You Know How I Feel

Just listen to this.

You probably have already. Somebody covered it on some TV talent show and it went kerflooey everywhere. I think you'll agree that it's pretty damn wonderful.

I was painting my daughter's room just now while listening to it and that thing in my chest went twang and I welled up a bit and I started thinking about why it does that to me, other than Ms. Simone's turpentine-syrup voice. There's something raging in the scaffolding of that song, and I think it's this: She's singing about how happy she is, but she's doing it in a minor key, not the most obvious choice for the subject.

Her voice casts a solitary declaration out into the dusk. Then comes the BUH BUHBUH BUHBUH artillery of the horns. She follows along but doubles down against their descent, her voice rising up with a threadbare and gritty shade draped over it. The contrast between what she's singing and how she's singing it exposes the raw nerve of that joy, reveals it to be the act of defiance that it is.
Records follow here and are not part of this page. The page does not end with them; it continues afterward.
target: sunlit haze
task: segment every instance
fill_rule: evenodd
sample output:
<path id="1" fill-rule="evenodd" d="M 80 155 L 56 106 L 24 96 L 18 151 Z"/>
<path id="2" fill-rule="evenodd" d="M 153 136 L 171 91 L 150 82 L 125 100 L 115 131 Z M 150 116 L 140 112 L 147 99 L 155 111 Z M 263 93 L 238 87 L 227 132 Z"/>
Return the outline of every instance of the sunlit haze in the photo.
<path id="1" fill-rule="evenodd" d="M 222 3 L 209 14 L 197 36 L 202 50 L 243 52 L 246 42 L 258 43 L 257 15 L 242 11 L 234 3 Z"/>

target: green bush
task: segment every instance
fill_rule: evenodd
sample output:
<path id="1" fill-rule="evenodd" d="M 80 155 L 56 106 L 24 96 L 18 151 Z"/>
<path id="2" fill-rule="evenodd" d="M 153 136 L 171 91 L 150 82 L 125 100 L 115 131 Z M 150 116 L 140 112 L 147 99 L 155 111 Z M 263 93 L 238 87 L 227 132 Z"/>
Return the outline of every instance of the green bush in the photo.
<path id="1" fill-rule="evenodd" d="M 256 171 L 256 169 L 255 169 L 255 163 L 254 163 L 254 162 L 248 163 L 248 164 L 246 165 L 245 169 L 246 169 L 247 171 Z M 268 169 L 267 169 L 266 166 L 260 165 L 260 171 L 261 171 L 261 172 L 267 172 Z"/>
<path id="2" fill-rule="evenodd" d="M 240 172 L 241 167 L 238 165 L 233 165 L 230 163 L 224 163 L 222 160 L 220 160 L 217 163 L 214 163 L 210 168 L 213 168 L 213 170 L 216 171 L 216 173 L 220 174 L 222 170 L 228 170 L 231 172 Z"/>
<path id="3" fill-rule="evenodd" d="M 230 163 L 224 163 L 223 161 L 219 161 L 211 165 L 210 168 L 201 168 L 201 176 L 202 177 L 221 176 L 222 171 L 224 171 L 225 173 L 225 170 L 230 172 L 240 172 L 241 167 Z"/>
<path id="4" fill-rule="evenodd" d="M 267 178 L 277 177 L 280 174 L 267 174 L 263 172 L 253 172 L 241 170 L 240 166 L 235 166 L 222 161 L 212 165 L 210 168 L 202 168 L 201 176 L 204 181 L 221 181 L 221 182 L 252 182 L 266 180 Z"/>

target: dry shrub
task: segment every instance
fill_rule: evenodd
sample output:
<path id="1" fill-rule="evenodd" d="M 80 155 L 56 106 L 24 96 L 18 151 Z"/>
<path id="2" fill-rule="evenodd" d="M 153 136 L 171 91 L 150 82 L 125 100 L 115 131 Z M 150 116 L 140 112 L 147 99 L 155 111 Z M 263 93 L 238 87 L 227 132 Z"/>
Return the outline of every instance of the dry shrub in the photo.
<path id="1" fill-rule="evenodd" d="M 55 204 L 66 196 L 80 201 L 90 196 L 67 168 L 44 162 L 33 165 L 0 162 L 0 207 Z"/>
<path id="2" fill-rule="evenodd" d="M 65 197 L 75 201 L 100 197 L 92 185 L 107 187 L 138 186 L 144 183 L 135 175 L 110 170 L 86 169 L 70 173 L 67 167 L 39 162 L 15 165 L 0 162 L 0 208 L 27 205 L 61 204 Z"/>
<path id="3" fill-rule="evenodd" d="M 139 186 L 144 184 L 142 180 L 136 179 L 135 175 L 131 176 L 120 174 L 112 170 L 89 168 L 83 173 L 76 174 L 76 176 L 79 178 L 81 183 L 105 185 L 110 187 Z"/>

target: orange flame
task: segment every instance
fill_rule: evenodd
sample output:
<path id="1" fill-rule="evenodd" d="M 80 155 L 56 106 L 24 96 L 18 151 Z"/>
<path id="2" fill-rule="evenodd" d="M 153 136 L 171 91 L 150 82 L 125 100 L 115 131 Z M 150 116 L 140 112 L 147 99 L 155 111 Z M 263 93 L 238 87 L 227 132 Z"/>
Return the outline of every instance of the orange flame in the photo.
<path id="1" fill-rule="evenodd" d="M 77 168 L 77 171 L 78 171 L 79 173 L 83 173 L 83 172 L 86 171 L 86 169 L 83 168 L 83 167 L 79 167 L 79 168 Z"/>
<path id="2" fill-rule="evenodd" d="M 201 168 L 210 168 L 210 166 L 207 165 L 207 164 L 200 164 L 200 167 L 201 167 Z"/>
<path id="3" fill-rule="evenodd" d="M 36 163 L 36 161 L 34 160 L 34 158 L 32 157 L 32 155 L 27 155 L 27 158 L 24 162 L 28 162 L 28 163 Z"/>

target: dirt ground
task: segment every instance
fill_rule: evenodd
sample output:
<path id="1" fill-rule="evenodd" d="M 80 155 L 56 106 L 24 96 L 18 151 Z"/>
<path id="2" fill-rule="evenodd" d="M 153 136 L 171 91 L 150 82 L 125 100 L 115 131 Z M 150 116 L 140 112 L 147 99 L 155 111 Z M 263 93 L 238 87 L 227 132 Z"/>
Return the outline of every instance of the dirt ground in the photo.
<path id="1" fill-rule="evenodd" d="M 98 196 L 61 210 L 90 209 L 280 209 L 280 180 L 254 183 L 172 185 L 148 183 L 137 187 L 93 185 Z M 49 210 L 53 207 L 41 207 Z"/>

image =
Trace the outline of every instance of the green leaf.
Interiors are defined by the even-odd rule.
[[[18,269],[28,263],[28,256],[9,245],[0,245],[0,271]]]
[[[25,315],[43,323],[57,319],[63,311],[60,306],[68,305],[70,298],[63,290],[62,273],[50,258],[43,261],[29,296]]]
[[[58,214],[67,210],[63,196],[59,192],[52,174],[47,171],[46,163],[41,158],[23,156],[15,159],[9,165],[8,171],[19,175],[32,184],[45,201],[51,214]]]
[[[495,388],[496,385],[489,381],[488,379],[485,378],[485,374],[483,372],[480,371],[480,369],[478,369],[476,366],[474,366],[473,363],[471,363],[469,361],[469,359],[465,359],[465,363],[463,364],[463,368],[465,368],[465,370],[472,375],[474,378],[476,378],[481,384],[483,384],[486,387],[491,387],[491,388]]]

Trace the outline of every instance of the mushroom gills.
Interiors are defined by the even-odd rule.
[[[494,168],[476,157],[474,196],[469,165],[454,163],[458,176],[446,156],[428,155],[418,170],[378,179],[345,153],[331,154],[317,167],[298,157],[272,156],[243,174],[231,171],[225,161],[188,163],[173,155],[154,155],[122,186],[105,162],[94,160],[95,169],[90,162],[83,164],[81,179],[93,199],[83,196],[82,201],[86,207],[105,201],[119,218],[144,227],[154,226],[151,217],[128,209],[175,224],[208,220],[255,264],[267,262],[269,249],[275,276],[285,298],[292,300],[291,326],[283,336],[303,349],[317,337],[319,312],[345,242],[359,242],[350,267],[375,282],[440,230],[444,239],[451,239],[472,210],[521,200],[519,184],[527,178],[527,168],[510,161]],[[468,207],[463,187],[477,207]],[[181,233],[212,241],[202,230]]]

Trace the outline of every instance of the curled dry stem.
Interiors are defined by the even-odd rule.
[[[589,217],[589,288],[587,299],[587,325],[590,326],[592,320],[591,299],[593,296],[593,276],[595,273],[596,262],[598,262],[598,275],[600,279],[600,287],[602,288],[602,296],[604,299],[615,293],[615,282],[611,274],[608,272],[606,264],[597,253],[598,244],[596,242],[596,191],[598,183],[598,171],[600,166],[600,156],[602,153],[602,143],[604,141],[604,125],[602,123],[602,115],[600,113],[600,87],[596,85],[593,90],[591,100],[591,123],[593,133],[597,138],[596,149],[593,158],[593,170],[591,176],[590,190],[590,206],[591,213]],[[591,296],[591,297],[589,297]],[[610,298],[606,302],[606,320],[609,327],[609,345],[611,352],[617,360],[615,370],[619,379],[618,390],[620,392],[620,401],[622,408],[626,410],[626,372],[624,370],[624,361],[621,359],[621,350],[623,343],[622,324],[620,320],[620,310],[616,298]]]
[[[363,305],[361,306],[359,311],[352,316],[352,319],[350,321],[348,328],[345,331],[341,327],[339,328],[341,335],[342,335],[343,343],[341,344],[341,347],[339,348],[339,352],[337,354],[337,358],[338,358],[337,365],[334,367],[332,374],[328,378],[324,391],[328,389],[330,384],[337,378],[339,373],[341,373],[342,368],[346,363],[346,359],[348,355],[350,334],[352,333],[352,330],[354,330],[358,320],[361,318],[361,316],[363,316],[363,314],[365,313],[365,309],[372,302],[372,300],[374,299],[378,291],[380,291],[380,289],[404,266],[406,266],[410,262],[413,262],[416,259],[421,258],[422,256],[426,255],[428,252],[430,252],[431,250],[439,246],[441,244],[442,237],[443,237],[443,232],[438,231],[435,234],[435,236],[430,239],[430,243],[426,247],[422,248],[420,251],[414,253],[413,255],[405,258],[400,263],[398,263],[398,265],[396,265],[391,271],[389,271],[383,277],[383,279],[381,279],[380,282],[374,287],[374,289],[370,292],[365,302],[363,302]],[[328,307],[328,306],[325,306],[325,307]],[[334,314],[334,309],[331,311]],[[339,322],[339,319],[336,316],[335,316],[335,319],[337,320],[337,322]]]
It's just goddamn hard to be whole.

Now, I've got nearly every advantage in the world. I was raised middle class by the world's best parents, was labeled "gifted" at the age of three, got two college educations, am able-bodied, look faintly nosferat-ish but not unattractive, and I have no major mental illnesses or behavioral disorders. I have spent my life splashing in an endless puddle of love and opportunity. So if it's this hard for me sometimes, I cannot imagine how it must have been for her, a mid-century African-American woman who came up from poverty and got slapped around by schizophrenia.

"Talent is a burden, not a joy," she once told a crowd. "I am not of this planet. I do not come from you. I am not like you." But she was us. She was us magnified. I wish she had known that.

Out of that loneliness comes the loudest line: "Freedom is mine, and I know how I feel." The words and notes demand to be belted, but she makes them a threat. Freedom, motherfucker, do you speak it.

We sometimes dismiss optimists as naïve, but I'm calling bullshit on that. If my own well-stocked larder is any proof, pessimism is cheap. Optimism, like joy, starts with a hard choice.

Optimism is belief in the possibility of joy. Joy needs freedom. Freedom means not being owned. It means casting off bonds and ballast. It means choosing defiance. Optimists have sand.

It is hard to be whole. It is an impossible chore, and it is the nature of our predicament that, if we are to have any hope at all, we must choose it.

Sleep in peace when day is done. That's what I mean.